Figure 8 shows the WRF-AHW simulation 10-m wind speed analysis (2-km resolution domain) compared to the HWIND analysis product. These results show close agreement with the shape and location of the maximum wind speed axis depicted by the HWIND analysis. The WRF wind speeds were higher in both the inner core and outer regions relative to HWIND. Some preliminary analysis (not shown) suggests that the higher wind speeds are due to the central pressures being too low in WRF compared to the observed data. Further sensitivity simulations are being explored to understand this issue.
Figure 8.
WRF-AHW 10-m wind speed analysis on the 2-km resolution domain (A) at 1000 UTC compared to the HWIND 10-m wind speed analysis (B) at 1030 UTC on 27 August 2011, (C) WRF at 1300 UTC, and (D) HWIND at 1330 UTC on 28 August 2011 (HWIND data Courtesy of the Hurricane Research Division).
Figure 8.
WRF-AHW 10-m wind speed analysis on the 2-km resolution domain (A) at 1000 UTC compared to the HWIND 10-m wind speed analysis (B) at 1030 UTC on 27 August 2011, (C) WRF at 1300 UTC, and (D) HWIND at 1330 UTC on 28 August 2011 (HWIND data Courtesy of the Hurricane Research Division).

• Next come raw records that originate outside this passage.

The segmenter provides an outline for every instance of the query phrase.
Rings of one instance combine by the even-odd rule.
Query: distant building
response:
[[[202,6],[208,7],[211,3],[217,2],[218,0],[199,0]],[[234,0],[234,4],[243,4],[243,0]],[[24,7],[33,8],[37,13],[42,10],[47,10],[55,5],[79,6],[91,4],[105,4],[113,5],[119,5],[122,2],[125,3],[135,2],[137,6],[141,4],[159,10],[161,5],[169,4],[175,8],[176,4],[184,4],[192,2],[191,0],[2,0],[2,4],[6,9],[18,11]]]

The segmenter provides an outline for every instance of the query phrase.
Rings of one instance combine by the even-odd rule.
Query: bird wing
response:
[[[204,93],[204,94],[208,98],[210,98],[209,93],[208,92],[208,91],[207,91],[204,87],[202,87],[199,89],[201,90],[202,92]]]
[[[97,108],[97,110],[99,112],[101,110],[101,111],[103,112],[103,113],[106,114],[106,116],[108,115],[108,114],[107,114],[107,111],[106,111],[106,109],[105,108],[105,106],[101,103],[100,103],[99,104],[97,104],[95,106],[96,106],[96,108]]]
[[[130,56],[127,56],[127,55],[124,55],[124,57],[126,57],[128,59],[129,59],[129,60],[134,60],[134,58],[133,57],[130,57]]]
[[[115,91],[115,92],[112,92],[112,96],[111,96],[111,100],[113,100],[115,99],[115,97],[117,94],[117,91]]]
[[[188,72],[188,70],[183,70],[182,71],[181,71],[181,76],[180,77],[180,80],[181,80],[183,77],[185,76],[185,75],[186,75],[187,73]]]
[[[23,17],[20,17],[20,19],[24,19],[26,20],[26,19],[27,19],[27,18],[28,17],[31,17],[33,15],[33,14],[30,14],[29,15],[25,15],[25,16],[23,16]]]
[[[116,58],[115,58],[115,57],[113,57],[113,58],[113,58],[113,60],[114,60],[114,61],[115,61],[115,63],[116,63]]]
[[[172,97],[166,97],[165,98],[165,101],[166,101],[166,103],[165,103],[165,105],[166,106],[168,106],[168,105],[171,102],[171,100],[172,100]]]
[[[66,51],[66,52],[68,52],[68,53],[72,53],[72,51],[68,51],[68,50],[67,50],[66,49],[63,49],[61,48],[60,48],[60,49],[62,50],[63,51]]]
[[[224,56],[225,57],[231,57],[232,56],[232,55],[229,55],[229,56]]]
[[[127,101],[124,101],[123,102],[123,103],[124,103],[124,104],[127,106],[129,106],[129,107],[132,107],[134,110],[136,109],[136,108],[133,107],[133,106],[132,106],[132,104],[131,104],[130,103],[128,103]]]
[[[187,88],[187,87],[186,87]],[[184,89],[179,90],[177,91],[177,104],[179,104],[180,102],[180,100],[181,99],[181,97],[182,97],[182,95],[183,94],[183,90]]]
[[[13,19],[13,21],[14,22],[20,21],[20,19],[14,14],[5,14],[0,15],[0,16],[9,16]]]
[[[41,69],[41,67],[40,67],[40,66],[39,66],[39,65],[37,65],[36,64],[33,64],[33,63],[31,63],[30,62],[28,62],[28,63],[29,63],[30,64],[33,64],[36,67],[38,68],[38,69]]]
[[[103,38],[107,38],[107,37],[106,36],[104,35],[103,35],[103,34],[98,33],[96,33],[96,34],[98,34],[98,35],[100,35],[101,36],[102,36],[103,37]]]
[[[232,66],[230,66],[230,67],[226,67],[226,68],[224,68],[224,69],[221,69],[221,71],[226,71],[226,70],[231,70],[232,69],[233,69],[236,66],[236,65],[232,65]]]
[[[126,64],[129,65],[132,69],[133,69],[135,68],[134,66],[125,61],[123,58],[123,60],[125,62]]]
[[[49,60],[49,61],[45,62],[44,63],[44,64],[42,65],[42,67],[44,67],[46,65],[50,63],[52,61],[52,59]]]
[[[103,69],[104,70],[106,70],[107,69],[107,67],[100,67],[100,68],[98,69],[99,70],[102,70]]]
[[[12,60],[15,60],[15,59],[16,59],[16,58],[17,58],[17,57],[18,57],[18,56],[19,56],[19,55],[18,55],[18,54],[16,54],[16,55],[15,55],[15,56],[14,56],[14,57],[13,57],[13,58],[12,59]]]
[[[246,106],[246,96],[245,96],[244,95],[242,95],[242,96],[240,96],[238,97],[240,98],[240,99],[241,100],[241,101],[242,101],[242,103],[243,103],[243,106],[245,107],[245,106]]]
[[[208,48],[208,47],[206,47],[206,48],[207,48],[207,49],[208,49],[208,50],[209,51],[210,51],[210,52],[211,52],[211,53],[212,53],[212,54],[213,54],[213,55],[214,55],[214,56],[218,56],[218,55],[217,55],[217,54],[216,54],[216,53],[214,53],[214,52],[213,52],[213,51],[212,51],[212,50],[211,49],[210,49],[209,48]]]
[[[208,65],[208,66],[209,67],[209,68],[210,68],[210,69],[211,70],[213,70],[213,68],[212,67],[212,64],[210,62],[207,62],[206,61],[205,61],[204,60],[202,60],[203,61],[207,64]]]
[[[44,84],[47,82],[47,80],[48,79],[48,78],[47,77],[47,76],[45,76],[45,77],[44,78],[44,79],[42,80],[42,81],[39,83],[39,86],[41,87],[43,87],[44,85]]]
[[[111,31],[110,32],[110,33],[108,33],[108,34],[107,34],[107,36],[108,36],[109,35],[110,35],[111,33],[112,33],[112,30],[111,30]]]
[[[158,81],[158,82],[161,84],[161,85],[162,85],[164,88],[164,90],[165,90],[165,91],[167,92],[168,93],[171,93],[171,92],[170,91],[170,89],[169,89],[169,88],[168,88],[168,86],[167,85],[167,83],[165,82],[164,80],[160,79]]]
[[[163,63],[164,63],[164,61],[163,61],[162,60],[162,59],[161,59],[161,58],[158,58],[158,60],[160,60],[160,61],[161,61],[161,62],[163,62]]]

Figure 9 shows a comparison of the WRF-AHW simulated radar reflectivity run with the Special Sensor Microwave Imager Sounder (SSMIS) microwave image from the Defense Meteorological Satellite Programs F-16 satellite obtained from the U.S. Naval Research Laboratory. The SSMIS imagery is sensitive to precipitation particles rather than cloud top temperature and as a result has some similarities to a radar image. The simulated WRF-AHW reflectivity is from the 2-km resolution nested grid. These plots show excellent agreement between the WRF reflectivity field and the SSMIS imagery. Note that the WRF simulation correctly resolved the large intense precipitation region north and northwest of the storm center as well as the cyclonically curved rainband structures to the east and southeast of the center of Irene.
Figure 9.
Simulated radar reflectivity from WRF-AHW simulation on the 2-km resolution domain for 28 August 2011, at 1200 UTC (left) and the special sensor microwave imager Sounder (SSMIS) photo (right) for 28 August 2011, at 1136 UTC from the Defense Meteorological Satellite Programs F-16 Satellite (SSMIS image courtesy of the U.S. Naval Research Laboratory).
Figure 9.
Simulated radar reflectivity from WRF-AHW simulation on the 2-km resolution domain for 28 August 2011, at 1200 UTC (left) and the special sensor microwave imager Sounder (SSMIS) photo (right) for 28 August 2011, at 1136 UTC from the Defense Meteorological Satellite Programs F-16 Satellite (SSMIS image courtesy of the U.S. Naval Research Laboratory).
The results of both the initial WRF simulations on the 4-km resolution nested domain and the WRF-AHW simulations on the 2-km nested domain suggest that with even modest data assimilation applied to these simulations, the model was able to resolve the detailed structure of the storm, the storm track, and the spatial surface wind field pattern very well.